En cette qualité, la Dre Hawker a fait du mentorat une priorité stratégique départementale tout au long de la formation universitaire et a créé le premier poste de vice-président, Médecine (mentorat, équité et diversité). Seul ce département de l’Université de Toronto disposait d’un tel poste. Sous la direction de la Dre Hawker, le Département a également créé un comité sur le mentorat, l’équité et la diversité ainsi qu’une trousse à outils sur le mentorat.

La Dre Hawker a été reconnue deux fois à l’échelle locale pour ses activités de mentorat, surtout auprès des femmes. En 2010, l’Institut de recherche du Women’s College lui a remis son prix d’excellence en mentorat (Distinguished Senior Mentor Award) et le Département de médecine lui a décerné en 2013 le prix d’excellence Robert Hyland en mentorat.
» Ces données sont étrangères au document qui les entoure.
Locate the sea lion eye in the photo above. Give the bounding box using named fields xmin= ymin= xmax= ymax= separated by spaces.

D<sup>r</sup> Peter Kuling

Dr Peter Kuling
Prix Sir-Charles-Tupper d’action politique de l’AMC

On décrit le Dr Peter Kuling comme l’incarnation même du médecin lobbyiste. Pendant une vingtaine d’années, il a joué un rôle de leadership aussi bien à l’échelle nationale que provinciale où il a été l’un des principaux défenseurs des médecins. Le Dr Kuling s’est lancé en politique médicale en 1985, alors qu’il siégeait au conseil d’administration de l’Association médicale de la Saskatchewan, dont il est devenu le président six ans plus tard. Durant la même période, il est devenu membre, puis président du Comité d’action politique (CAP) de l’Association médicale canadienne.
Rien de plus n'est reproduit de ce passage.